In the end, I secured flights from Halifax to Bangkok, Thailand for under $1600. People keep asking me how long the flight is and what route I’m taking. Well … it was one of many options for routing and although not the shortest, it really isn’t that bad.

On August 14th I fly Halifax to Washington to Japan to Bangkok (arrive late at night August 15th).
Travel time over 27 hours.

Then I have to transfer from the Bangkok International airport to the regional one. This should be an adventure at midnight in a new country after 24 hours of travel. I’m sure I’ll be top of my game! ha ha ha

I fly out from the regional airport on August 16th early in the morning and land in Yangon, Myanmar a couple of hours later. I’ll either be totally wiped and barely awake, or excited beyond belief to see this amazing less discovered country.

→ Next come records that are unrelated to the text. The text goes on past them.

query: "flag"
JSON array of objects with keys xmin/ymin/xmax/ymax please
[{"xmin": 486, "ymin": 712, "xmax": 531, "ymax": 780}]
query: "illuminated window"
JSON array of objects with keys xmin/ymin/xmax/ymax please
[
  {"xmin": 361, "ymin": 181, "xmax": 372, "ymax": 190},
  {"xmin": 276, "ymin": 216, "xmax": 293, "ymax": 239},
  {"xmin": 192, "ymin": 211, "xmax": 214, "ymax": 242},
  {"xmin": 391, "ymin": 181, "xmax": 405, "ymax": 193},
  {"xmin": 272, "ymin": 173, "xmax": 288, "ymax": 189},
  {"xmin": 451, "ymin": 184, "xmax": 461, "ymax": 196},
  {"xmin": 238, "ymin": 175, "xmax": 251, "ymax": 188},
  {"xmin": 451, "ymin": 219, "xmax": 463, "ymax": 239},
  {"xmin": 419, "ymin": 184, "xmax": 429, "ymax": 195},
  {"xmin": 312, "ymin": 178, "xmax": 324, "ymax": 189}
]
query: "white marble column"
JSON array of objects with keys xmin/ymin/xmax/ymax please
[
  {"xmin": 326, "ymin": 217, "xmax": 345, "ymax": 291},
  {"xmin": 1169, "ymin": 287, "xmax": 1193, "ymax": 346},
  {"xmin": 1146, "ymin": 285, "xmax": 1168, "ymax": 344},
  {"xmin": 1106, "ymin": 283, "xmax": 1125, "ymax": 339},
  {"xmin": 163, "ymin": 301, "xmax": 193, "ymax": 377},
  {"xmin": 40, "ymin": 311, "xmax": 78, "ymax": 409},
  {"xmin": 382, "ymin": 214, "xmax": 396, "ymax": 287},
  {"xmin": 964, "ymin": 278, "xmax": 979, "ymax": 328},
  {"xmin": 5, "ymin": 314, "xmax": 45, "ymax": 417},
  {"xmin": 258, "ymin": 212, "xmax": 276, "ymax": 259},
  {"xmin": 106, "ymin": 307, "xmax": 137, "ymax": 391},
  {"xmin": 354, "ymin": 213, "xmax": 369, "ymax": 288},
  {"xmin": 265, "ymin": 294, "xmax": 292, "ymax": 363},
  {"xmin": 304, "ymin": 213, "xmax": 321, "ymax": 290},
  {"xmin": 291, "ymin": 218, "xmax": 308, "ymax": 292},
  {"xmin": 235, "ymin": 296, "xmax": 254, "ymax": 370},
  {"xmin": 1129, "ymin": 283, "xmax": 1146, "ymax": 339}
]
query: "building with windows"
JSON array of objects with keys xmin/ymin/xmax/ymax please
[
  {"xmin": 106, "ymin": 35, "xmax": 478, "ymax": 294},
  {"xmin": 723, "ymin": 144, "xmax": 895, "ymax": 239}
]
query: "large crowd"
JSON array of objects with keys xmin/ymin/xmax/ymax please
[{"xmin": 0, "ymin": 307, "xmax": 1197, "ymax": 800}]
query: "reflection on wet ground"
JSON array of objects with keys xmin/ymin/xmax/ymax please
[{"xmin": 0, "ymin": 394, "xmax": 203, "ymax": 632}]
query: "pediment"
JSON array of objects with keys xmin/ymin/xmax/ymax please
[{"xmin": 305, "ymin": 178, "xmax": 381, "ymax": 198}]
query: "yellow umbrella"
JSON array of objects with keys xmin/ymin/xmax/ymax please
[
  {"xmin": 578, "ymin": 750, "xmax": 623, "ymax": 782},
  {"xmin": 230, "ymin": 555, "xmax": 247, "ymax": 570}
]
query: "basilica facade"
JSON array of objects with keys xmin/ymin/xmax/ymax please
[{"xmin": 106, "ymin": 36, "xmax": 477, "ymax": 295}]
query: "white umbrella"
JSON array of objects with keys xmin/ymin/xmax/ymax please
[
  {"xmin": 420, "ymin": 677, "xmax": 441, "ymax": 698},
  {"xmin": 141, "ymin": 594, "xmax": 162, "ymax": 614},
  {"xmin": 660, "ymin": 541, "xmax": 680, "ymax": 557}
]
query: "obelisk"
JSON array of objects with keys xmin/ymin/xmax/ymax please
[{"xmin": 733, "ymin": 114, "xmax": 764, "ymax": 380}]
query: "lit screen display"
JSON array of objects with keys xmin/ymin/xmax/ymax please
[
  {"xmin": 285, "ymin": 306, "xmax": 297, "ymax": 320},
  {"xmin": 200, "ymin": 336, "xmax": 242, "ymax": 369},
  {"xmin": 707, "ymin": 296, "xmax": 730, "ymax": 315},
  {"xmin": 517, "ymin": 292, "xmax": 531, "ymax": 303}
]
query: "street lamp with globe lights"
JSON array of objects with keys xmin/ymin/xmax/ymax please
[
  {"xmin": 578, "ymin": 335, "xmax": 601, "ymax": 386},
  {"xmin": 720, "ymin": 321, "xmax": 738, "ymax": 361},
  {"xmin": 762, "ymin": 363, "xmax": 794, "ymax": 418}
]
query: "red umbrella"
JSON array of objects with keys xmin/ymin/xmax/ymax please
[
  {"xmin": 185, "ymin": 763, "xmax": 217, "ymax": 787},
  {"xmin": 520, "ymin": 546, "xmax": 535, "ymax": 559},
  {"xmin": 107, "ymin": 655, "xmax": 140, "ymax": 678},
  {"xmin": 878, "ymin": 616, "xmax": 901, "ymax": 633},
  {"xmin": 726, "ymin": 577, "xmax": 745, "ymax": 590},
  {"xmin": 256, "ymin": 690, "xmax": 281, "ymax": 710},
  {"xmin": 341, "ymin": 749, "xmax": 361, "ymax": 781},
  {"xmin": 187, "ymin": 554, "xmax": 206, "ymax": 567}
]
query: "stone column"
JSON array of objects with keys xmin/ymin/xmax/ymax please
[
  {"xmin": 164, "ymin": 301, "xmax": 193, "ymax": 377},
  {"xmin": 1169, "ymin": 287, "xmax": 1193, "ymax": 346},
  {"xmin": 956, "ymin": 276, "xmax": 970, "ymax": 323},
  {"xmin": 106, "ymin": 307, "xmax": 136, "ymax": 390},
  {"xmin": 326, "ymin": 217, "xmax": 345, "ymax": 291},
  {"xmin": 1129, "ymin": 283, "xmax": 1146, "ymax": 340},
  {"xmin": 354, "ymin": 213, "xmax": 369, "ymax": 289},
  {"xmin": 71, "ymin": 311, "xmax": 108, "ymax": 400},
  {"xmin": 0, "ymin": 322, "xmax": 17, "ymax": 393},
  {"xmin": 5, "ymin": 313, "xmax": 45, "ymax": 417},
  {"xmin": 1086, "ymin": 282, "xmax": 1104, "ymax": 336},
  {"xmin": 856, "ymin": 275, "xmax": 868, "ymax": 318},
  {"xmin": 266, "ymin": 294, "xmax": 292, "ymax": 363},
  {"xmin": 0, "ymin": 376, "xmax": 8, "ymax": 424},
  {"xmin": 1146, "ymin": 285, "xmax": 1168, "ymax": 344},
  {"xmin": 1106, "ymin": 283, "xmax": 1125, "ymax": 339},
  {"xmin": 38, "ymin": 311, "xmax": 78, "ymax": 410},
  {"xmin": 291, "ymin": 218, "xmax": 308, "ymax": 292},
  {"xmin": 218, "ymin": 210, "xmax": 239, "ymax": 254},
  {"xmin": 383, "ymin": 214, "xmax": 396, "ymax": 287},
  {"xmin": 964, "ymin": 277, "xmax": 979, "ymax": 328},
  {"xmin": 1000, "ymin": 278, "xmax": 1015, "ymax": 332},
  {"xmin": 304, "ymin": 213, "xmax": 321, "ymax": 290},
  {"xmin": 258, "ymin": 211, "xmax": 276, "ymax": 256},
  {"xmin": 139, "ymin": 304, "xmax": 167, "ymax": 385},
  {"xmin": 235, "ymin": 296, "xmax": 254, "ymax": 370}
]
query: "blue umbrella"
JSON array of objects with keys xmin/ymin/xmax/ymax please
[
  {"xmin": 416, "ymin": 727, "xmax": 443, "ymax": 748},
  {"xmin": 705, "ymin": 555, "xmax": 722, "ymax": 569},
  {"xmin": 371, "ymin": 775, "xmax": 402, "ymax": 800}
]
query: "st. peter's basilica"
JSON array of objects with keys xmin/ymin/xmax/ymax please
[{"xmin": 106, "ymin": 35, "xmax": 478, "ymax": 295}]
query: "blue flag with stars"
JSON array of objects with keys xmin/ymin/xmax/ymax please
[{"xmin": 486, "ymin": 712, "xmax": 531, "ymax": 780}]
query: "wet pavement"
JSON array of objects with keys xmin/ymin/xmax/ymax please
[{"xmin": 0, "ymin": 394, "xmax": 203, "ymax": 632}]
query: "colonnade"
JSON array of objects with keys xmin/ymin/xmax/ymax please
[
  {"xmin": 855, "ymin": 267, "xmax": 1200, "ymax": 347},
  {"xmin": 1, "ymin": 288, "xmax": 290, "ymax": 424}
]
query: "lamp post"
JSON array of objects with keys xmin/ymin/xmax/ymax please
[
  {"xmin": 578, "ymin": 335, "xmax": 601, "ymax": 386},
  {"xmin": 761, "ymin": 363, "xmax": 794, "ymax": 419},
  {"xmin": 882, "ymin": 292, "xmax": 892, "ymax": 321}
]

A few weeks back I wrote a blog posted called I don’t want your tainted point of view … And, I completely stand by that. I have done very little research into where I am going, other than enough to know about safety, health and accommodations. I’m not by any means ‘winging’ the trip. I’m traveling with an organized group for almost the entire time I am away. However, I am being very careful about what I read and take in from others who have travelled to these areas. I really want to see it through my own eyes first. That’s what I love most about traveling to new destinations.

What I have done so far is the following:

Checked the Canadian Government website for visa requirements for Myanmar, Vietnam, Cambodia and Thailand.

I’ve contacted the embassies of Burma and Vietnam to get my visa application paperwork. Thailand doesn’t require a visa because I will only be there as a tourist for a few days. And, the Cambodian one I will get at the border when I enter the country.

I visited my family doctor and contacted Napier Travel Health to discuss if I need any new vaccines or medications for my travels.

I have booked all of my international flights (United), my domestic flights (Air Asia), my two group tours (Tucan & G Adventures) and three nights of hotel stays in Ho Chi Minh city when I will be on my own.

I’ll soon be posting blogs with information about each of those tasks as they are not as simple or as fast as you may think and I’ve discovered all kinds of interesting tid-bits along the way.

So, watch for posts coming shortly about the process for applying for visas, domestic flights and low cost carriers and my super exciting itineraries!

It’s my first time heading off to Asia and I’m super excited! A little scared too … my comfort zone is Latin America of which I still have much more to discover! But, no time like the present to get my adventures in. Young, child-less, not married and relatively healthy … I may never be all of those things at once again!